Fabulous Femmes: Malala Yousafzai, a Nobel Laureate and Pakistani Advocate for Global Girls’ Education

November 2015

12184153_10100496457542031_8370065802306239064_oThe recently released film “He Named Me Malala,” tells her life story. This past weekend in a mother-daughter outing for The Other Side, Melanie and her mom, and Alison Cohen (the chairman of our board) and her daughter, Ruby, went to see it.

It begins with an old legend of Malala’s namesake from decades ago. According to the story, a Pashtun heroine named Malalai encouraged Afghani soldiers to continue fighting against the British, even after they had given up. Although she was ultimately martyred, she helped cheer the Afghani soldiers to victory and make an impact on history.

Malala Yousafzai’s father undoubtedly heard this story. When Malala was born, he saw in his daughter something that evoked that Pashtun heroine of long ago. He named her Malala because he knew that she would be someone great, someone to live up to her revolutionary namesake. And she did.

Malala Yousafzai’s life has been short, but her list of accomplishments is long. Today only eighteen years old, she has won the Nobel Peace Prize and traveled all over the world to tell her story and fight for the right for girls everywhere to have access to education.
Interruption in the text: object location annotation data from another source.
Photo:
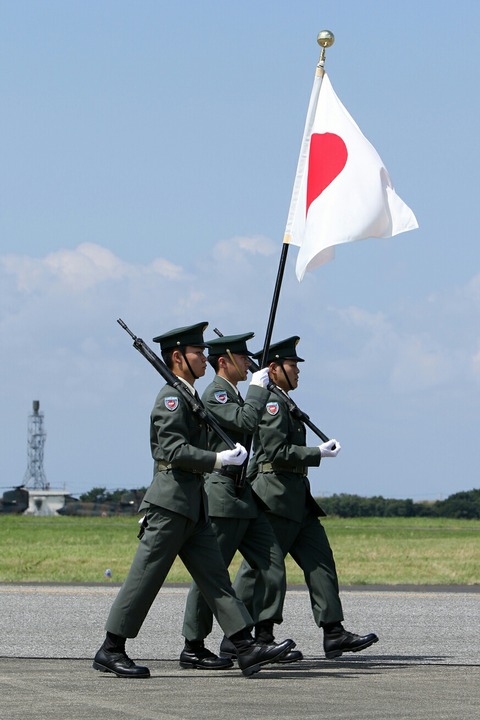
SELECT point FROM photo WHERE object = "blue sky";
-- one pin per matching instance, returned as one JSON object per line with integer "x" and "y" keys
{"x": 149, "y": 151}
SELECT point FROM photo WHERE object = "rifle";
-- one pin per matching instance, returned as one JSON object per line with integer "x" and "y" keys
{"x": 195, "y": 405}
{"x": 292, "y": 406}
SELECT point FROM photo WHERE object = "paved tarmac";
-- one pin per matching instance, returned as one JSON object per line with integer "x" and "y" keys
{"x": 425, "y": 666}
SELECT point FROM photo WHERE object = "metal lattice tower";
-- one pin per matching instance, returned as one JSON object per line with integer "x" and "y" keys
{"x": 35, "y": 475}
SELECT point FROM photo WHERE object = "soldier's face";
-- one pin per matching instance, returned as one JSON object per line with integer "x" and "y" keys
{"x": 240, "y": 365}
{"x": 196, "y": 358}
{"x": 292, "y": 372}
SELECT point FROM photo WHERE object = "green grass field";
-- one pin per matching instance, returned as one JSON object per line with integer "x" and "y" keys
{"x": 367, "y": 550}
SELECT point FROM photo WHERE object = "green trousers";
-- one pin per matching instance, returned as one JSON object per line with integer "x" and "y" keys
{"x": 308, "y": 545}
{"x": 255, "y": 539}
{"x": 167, "y": 535}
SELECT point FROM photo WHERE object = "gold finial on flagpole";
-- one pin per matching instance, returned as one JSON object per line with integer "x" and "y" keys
{"x": 325, "y": 39}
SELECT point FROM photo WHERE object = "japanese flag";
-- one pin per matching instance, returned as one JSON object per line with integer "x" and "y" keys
{"x": 342, "y": 191}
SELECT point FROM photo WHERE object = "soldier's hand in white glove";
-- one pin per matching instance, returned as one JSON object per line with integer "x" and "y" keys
{"x": 331, "y": 448}
{"x": 260, "y": 378}
{"x": 237, "y": 456}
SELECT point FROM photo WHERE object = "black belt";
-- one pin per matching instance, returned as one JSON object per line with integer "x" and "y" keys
{"x": 161, "y": 466}
{"x": 228, "y": 473}
{"x": 297, "y": 469}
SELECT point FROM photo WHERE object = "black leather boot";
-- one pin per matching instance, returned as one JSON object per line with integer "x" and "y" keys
{"x": 111, "y": 657}
{"x": 337, "y": 640}
{"x": 264, "y": 636}
{"x": 196, "y": 655}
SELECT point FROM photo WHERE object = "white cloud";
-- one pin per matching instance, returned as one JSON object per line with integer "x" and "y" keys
{"x": 63, "y": 346}
{"x": 80, "y": 269}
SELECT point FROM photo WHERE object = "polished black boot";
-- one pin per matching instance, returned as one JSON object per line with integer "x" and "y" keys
{"x": 111, "y": 657}
{"x": 251, "y": 656}
{"x": 337, "y": 640}
{"x": 264, "y": 636}
{"x": 195, "y": 655}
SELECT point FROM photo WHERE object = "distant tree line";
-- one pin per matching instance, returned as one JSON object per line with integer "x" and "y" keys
{"x": 101, "y": 495}
{"x": 460, "y": 505}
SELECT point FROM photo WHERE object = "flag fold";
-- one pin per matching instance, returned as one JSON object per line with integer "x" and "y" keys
{"x": 342, "y": 190}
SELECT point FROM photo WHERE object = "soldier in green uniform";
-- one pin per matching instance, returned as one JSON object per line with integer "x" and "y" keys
{"x": 236, "y": 519}
{"x": 176, "y": 522}
{"x": 279, "y": 468}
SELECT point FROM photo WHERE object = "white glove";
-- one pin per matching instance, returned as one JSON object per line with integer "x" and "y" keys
{"x": 330, "y": 449}
{"x": 260, "y": 378}
{"x": 237, "y": 456}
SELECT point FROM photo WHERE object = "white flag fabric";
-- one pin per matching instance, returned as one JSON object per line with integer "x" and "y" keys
{"x": 342, "y": 191}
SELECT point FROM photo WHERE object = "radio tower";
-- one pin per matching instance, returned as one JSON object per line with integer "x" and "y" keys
{"x": 35, "y": 475}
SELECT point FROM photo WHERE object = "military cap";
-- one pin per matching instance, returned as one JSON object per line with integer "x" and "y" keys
{"x": 283, "y": 350}
{"x": 236, "y": 344}
{"x": 188, "y": 335}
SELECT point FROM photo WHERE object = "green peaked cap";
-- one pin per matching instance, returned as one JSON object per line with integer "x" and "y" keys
{"x": 236, "y": 344}
{"x": 283, "y": 350}
{"x": 179, "y": 337}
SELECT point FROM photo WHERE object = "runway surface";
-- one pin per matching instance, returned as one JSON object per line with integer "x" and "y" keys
{"x": 426, "y": 664}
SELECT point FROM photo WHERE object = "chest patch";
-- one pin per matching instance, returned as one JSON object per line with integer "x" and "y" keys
{"x": 272, "y": 408}
{"x": 171, "y": 403}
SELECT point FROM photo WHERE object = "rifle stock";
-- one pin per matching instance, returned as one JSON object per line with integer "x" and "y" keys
{"x": 175, "y": 382}
{"x": 292, "y": 406}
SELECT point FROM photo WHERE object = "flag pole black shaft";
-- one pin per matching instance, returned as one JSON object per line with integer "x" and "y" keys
{"x": 273, "y": 308}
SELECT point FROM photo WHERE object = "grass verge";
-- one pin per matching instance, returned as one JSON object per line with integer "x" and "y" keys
{"x": 367, "y": 550}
In her early life, the Taliban began to gain more and more control over the Swat valley, the region in Pakistan in which she was born. As they began to ban books, television, music, and education for girls, she started to write a blog for BBC – at only fifteen years old – to report on the events that were changing her hometown and country drastically.
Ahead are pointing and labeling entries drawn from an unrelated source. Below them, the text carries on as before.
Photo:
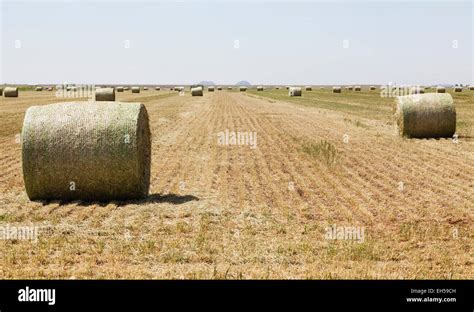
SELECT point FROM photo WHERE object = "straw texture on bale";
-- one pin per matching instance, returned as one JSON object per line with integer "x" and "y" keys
{"x": 105, "y": 94}
{"x": 295, "y": 91}
{"x": 428, "y": 115}
{"x": 10, "y": 92}
{"x": 196, "y": 91}
{"x": 86, "y": 151}
{"x": 417, "y": 90}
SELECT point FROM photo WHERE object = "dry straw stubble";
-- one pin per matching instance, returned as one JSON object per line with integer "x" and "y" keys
{"x": 86, "y": 151}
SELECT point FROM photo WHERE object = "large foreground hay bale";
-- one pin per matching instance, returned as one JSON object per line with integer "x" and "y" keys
{"x": 10, "y": 92}
{"x": 294, "y": 91}
{"x": 105, "y": 94}
{"x": 429, "y": 115}
{"x": 196, "y": 91}
{"x": 87, "y": 151}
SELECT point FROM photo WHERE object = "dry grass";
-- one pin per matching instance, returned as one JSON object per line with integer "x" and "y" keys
{"x": 229, "y": 211}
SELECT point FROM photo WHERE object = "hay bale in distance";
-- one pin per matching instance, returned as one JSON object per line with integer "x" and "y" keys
{"x": 294, "y": 91}
{"x": 10, "y": 92}
{"x": 111, "y": 162}
{"x": 196, "y": 91}
{"x": 105, "y": 94}
{"x": 428, "y": 115}
{"x": 417, "y": 90}
{"x": 135, "y": 89}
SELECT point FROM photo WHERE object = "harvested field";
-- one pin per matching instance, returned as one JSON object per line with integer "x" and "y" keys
{"x": 231, "y": 211}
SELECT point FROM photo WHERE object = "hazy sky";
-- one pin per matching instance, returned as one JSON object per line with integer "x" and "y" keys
{"x": 280, "y": 42}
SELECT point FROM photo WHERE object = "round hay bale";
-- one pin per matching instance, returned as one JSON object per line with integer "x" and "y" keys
{"x": 10, "y": 92}
{"x": 417, "y": 90}
{"x": 135, "y": 89}
{"x": 105, "y": 94}
{"x": 295, "y": 91}
{"x": 196, "y": 91}
{"x": 428, "y": 115}
{"x": 86, "y": 151}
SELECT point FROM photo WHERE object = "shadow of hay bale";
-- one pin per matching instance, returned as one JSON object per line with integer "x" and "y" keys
{"x": 150, "y": 199}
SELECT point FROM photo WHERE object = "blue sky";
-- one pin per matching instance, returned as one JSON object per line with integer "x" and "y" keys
{"x": 281, "y": 42}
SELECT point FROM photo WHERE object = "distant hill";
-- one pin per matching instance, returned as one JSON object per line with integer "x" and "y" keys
{"x": 207, "y": 83}
{"x": 243, "y": 83}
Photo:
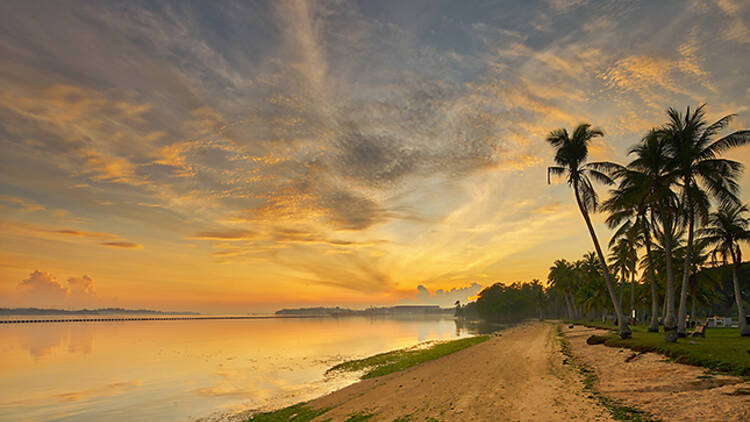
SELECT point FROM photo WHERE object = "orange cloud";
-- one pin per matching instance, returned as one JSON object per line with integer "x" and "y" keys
{"x": 127, "y": 245}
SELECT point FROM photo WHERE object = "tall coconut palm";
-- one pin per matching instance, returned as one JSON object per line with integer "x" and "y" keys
{"x": 571, "y": 156}
{"x": 562, "y": 279}
{"x": 726, "y": 228}
{"x": 695, "y": 157}
{"x": 623, "y": 260}
{"x": 591, "y": 290}
{"x": 643, "y": 199}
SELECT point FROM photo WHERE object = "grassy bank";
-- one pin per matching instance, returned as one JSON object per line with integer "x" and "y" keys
{"x": 397, "y": 360}
{"x": 377, "y": 365}
{"x": 723, "y": 350}
{"x": 618, "y": 411}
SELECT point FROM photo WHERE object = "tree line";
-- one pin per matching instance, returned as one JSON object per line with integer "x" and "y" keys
{"x": 674, "y": 207}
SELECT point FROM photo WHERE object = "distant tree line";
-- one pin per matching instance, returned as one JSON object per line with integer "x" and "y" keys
{"x": 676, "y": 212}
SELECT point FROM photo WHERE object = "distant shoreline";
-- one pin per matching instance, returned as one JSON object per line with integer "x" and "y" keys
{"x": 23, "y": 319}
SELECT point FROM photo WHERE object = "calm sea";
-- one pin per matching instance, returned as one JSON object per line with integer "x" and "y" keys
{"x": 183, "y": 370}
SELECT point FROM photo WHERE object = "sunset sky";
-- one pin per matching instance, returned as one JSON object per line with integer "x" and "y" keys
{"x": 241, "y": 157}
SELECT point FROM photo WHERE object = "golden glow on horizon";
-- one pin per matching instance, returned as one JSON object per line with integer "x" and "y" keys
{"x": 275, "y": 170}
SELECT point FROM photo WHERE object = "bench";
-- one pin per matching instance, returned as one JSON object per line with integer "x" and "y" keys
{"x": 700, "y": 331}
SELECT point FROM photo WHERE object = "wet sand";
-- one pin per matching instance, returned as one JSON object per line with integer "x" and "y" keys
{"x": 669, "y": 391}
{"x": 518, "y": 376}
{"x": 522, "y": 375}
In 2012, after Malala started to become famous and her story began to spread internationally, she was shot by a Taliban gunman on her way home from school. Despite the bullet that struck her head, neck, and shoulder, she survived.

After the attempt on her life, protests erupted all over the country in response. Two million people signed a petition for the right to education in Pakistan. Change was happening.

Even after she was flown to England for further treatment and completed her recovery, she continued to be an advocate for girls’ education globally. She even started her own organization, the Malala Fund (check out malala.org for more information) “He Named Me Malala,” the film that chronicles her experiences, is now showing in movie theaters internationally.

Some of the most compelling scenes of the film are the scenes that reinforce the fact that she is, in many ways, an ordinary girl. She is a young woman who fights with her two little brothers, sometimes struggles in school, and is trying to fit in socially with other people her age. Despite her horrible experience, she continues to live a simple life that is not so different from ours — except that she happens to be a Nobel Laureate who includes some of the biggest leaders in the world among her acquaintances.

What makes her extraordinary is not what happened to her — although her bravery throughout her recovery is astonishing. What makes her extraordinary is not what her father gave to her — although he was obviously influential for her. No, what makes her extraordinary is the bravery she has to raise her voice and tell her story — a story not everyone thought people should hear — to make the world a better place.  

Women like this can inspire us here at The Other Side to continue to raise our voices through theatre and tell our stories. Every story is important. Maybe we can even change the world like Malala.

I have a feeling that in the future many women will be named Malala in Pakistan and abroad. They will learn the story of their namesake, that young girl who raised her voice for the right to an education, and they will carry on her legacy.